Slower than a typical m43 lens IIRC. Putting it into context, it’s not “slow”....on par with APS-C I guess..
I bought a Sigma 60mm 2.8 to use mostly with my Raynox 250 for a cheap macro set up, but it's not 1:1, it's more like 1:1.5, which is ok, but I'm screwing the raynox onto a step down ring instead of clipping it on. Clipping would be better for quick switch to general shooting when needed [y'know something photo-worthy always happens right near you as soon as you stick macro rings or filters on!!] - I guess I could get a step up ring that the clips will attach to. Also you can stack Raynox with rings too, a 150 on top would see me achieve 1:1 but also decrease the min focus distance. The sigma is incredibly sharp, it's right up there with the best in M43 and was cheap as chips so I should give it more time.
First proper play with Pro-Capture today.
P6150045 by electric.mike, on Flickr
P6150159 by electric.mike, on Flickr
Not any more now we have focus bracketing! It needs the AF mechanism. Throw away all your MF macro gear!
I really like the ‘pose’ in the second one - how much of a crop is it?
You appear to be getting some great results with the 40-150 and t/c.
Thanks, about 15% off the right hand side
Why would I do that? MF is still much more reliable, a slight breeze is like a hurricane at macro level, in a split second during your bracketing you may miss the ideal bug pose, I won't! MF is so easy [with practice at least] that it will never fade when it comes to extreme macro.
Now the problem is that all my camera bags are too big for my kit............... Another bag hunt to begin. When will I ever find the perfect bag
Same issue here, I'm using 2 of my old FF gear bags as storage. I got a cheap messenger type back on Amazon for £30 that does for out and about, but since I got the 100-300 I can't squeeze all my M43 gear in, so my search continues too
A fly hanging on a plant.
1/200 • f/9.0 • 60.0 mm • ISO 400
OLYMPUS CORPORATION E-M1MarkII
OLYMPUS M.60mm F2.8 Macro
Hanging on by Ajophotog, on ipernity
A Lucerne Bug
1/200 • f/9.0 • 60.0 mm • ISO 200
OLYMPUS CORPORATION E-M1MarkII
OLYMPUS M.60mm F2.8 Macro
Adelphocoris lineolatus - Lucerne Bug by Ajophotog, on ipernity
Nicely done, what flash set up are you using?
I'm just pointing out that AF lenses have suddenly become much more useful now. As focus bracketing offers results that are otherwise difficult or impossible.

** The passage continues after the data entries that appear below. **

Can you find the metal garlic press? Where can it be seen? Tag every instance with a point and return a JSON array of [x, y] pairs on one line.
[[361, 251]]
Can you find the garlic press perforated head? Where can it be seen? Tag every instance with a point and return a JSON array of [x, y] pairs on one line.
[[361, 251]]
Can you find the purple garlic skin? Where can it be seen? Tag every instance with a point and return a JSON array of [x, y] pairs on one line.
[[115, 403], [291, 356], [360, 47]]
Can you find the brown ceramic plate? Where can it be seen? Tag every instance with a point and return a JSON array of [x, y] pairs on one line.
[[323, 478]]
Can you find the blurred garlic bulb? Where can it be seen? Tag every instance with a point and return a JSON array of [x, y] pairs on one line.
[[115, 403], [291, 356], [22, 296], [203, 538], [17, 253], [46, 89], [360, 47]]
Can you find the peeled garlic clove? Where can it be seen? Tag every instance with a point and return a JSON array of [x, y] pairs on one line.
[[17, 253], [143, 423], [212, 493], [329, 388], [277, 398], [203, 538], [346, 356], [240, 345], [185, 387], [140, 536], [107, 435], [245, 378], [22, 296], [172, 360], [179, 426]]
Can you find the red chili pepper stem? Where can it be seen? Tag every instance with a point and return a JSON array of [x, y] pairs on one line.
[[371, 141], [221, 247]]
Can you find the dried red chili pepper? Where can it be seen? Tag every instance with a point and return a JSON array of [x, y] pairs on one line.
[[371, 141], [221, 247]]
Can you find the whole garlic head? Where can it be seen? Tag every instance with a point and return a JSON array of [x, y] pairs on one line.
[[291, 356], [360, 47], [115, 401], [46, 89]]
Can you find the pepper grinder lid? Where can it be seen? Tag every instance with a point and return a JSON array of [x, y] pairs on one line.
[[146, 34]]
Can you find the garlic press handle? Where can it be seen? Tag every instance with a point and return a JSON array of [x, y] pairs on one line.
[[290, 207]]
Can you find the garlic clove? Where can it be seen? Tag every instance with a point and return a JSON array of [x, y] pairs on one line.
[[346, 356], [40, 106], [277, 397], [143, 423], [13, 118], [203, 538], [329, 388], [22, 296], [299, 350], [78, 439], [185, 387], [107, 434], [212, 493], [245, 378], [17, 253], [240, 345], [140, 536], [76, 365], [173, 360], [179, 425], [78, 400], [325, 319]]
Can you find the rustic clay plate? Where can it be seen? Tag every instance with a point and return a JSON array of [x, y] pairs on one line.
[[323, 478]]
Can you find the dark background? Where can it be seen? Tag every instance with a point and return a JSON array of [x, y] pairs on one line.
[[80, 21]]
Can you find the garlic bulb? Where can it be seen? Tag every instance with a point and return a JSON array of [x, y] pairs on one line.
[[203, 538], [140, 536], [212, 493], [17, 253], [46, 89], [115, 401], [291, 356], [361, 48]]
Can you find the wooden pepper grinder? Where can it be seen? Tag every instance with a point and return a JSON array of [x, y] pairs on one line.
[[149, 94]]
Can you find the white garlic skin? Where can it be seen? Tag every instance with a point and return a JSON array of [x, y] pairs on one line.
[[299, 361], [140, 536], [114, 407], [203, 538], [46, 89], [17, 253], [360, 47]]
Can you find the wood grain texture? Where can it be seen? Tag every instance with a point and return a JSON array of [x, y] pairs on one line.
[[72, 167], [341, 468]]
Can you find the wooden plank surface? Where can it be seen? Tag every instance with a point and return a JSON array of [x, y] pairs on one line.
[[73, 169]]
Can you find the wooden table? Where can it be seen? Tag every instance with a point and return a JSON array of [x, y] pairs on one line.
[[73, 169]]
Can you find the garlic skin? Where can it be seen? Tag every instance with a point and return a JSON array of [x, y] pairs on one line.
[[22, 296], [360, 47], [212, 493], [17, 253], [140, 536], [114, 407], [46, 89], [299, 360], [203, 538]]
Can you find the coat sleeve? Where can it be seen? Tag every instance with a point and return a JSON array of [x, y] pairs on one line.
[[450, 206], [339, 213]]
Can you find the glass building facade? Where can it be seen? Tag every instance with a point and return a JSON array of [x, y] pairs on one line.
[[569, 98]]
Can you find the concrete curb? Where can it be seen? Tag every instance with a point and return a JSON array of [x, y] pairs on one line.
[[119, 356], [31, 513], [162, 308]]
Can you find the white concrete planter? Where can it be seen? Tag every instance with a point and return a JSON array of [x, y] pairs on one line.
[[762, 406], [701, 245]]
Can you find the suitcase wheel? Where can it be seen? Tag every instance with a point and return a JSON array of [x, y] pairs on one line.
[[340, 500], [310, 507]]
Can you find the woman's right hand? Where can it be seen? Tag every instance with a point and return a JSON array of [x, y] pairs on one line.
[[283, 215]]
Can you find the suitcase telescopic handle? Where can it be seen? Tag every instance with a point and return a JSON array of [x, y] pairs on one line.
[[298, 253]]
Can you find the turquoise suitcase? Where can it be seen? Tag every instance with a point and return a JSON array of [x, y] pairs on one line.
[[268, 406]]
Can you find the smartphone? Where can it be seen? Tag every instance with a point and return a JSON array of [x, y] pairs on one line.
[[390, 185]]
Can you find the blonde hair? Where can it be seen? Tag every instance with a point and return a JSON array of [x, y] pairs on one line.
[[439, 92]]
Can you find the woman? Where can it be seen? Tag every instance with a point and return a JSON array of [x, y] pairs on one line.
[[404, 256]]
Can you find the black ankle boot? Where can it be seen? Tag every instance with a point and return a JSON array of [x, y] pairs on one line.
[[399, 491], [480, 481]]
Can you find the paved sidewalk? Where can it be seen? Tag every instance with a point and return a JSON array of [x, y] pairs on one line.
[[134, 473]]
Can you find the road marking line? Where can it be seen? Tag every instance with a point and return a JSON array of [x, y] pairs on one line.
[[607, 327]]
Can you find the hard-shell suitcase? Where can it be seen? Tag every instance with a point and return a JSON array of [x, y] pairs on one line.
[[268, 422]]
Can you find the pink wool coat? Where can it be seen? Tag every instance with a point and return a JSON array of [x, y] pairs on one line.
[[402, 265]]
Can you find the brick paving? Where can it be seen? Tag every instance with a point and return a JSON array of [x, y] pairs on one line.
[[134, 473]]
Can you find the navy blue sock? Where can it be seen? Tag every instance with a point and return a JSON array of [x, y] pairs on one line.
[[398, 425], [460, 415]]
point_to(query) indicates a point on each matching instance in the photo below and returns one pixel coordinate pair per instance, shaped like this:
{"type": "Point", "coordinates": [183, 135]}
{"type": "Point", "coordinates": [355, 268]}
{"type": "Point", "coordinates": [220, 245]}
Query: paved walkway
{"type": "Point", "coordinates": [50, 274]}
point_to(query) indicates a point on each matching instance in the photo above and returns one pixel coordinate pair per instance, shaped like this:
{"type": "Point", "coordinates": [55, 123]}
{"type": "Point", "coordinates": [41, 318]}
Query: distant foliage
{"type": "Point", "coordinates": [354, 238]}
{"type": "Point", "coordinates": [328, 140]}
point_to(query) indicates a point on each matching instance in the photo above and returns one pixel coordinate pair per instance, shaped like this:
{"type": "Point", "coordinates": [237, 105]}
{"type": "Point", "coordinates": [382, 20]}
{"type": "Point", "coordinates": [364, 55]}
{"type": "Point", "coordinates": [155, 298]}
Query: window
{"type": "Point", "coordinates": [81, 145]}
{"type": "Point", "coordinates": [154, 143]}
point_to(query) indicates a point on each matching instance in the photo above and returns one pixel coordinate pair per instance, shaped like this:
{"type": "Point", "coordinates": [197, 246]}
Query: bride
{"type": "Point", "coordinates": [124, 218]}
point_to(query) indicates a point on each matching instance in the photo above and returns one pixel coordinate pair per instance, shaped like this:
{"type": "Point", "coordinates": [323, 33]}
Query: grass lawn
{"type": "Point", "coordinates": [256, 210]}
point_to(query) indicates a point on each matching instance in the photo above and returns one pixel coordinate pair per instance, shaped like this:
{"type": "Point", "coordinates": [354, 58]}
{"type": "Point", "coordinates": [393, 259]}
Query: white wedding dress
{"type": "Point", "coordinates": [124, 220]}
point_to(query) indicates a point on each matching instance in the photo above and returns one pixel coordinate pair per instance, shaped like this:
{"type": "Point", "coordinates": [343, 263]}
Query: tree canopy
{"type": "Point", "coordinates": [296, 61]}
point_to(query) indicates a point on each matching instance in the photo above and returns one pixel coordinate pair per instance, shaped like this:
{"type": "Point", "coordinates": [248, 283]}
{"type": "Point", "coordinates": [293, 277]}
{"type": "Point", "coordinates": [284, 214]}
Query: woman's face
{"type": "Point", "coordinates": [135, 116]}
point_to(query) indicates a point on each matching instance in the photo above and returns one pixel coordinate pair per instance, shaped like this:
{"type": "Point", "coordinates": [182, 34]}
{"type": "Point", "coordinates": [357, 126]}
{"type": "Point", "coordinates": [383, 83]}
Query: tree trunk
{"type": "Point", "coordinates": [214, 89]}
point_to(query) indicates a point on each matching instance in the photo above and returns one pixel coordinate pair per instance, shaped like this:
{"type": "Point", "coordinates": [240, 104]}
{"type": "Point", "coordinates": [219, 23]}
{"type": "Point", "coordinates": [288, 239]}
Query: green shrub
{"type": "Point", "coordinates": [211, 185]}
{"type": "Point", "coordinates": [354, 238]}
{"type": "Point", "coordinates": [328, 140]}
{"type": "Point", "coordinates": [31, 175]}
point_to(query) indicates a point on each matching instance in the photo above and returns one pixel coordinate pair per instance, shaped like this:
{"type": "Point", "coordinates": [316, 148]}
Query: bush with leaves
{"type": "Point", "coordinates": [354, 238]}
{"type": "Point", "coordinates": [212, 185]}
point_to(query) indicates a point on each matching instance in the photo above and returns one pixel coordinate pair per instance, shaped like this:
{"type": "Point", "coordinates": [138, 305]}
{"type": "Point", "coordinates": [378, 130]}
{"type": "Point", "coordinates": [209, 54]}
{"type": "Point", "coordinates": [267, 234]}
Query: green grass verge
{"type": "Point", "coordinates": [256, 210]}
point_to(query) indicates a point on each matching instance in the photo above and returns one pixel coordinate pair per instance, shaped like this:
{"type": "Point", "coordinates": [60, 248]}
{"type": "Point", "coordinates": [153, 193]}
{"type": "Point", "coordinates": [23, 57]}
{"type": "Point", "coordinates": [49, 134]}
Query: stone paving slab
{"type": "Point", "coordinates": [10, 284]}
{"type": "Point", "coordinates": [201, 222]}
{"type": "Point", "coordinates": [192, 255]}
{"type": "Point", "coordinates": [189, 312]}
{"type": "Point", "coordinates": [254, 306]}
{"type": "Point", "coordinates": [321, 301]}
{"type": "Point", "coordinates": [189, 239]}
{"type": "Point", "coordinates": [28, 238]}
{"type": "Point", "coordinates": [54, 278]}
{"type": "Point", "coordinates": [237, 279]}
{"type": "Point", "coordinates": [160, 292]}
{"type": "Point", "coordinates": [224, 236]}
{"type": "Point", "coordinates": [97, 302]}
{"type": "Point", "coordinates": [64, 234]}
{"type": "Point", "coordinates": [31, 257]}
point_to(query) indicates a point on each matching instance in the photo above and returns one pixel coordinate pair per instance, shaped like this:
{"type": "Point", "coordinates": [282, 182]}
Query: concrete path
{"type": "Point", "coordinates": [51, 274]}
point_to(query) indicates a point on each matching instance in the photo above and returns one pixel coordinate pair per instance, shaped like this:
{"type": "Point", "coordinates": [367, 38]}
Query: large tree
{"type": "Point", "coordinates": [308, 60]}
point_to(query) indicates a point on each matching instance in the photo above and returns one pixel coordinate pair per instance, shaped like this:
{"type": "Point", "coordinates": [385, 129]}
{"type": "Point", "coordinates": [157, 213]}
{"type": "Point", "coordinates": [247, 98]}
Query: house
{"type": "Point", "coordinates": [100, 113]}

Its started raining so just got a few from under the balcony, EM10MK11-60MM Macro
Not many bugs about.
A serious question,there are a few users on here that have had the Panasonic bodies /lenses but are now using Olympus s bodies and pano lenses ,are the Olympus bodies better or am I missing something ,if I did buy one it would be along the lines of a om1-mk1 or Om10 mkii ,I mainly shoot wildlife with a g85 and pano 100-400
Or would I be better expanding lenses .or just holding fire till the om.1mkii or G9 drop in price
No idea why people would switch unless it's for the em1 mkII tbh. That camera has phenomenal IBIS, the best in all of M43. Other than that it's down to personal preference for the design, layout ... Oly cameras are better looking, but I don't like their menu system at all. I had the em5 mk1 and after buying the G80 the difference was chalk and cheese. Pany's system is just so much easier to get to grips with. I was pondering on the Em1 or the Em5 mkII, I had bought the em5 as a tester to see how I got along with it. I did really like it but those menus .... eurgh. I often wish the G80 had a plain tilt LCD instead of articulating, and I have found the build quality not as tough as it could be [like that piece of hinge covering falling of on mine recently] but other than that I can't think of much to complain about with this camera. If I was upgrading it would be to a G9 or the Em1 mkII, but I really don't see them worth current prices over the likes of the G85. The gap shouldn't be so wide.
I'd upgrade my G80 for an EM1 mk2 if I had the money.
I like the look and feel of it.
Doubt I'd take better pictures though, so lenses would make more sense for me tbh.
Panasonic are much better for video imo, if that's your thing.
I will get a G9 or EM1 Mkii when they come down in price.